Saturday, 25 October 2025

Sadly, There Is Always A Pecking Order


      The photo above shows a very young kid goat.  The young goat in this story was older and bigger.

      Back in the 1980’s when I started to develop my herd of Angora goats, I was shocked when I first began to notice that they were violently butting each other.  I naively expected that the seemingly gentle creatures would continue on as a happy herd.  I had forgotten that, like all animals that live together, they had to establish a pecking order, figuring out who would boss over who. 

        The goats would sometimes brutally butt each other with their horns, which seemed very cruel, but it was part of a deeply established instinct in them.   They had to create a hierarchy, and sometimes there were individuals that were ostracized. 

    All animals can be cruel, and my Angora goats were no exception.  In my herd there was a young goat that was constantly being picked on by the rest of the herd.  They must have identified some weakness or flaw in the young goat that led them to pick on it. 

            To prevent the victimization from happening at night when they were in the barn, I put the picked-on goat in a separate pen by itself under the stairs.   I really had no control of what happened during the day when the whole herd was outside in the paddock.

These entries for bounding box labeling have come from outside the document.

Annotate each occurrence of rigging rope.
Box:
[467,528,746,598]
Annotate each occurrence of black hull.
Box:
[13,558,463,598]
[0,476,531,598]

    The goat was a little devil, really independent from the herd.  In the evening when I opened the barn door, the young goat always waited until last, before it ventured back into the barn where the other goats were.

    Its mother was always loyal to him, and waited for him to come out from the barn in the morning.  I had noticed that in the morning when I opened the big barn doors to let the goats outside, the rest of the herd would rush to the crates of hay I had put out.   There they bumped and butted each other for access to the hay.   Instead, the young goat would rush to the bucket of water and rapidly  drink, before the rest of the goats came over to drink.  

            One afternoon when I came home from work, I discovered the lifeless body of the young goat laying in the snow.  It had been butted-over and once down, couldn’t get back up.  It may have been wounded by the butting,   Eventually it quit breathing and died.  The previous week a similar thing had happened, but I had found it in time.

    I was very saddened by the death of the small goat.  It had never been accepted by the herd, and its whole short life had been a struggle.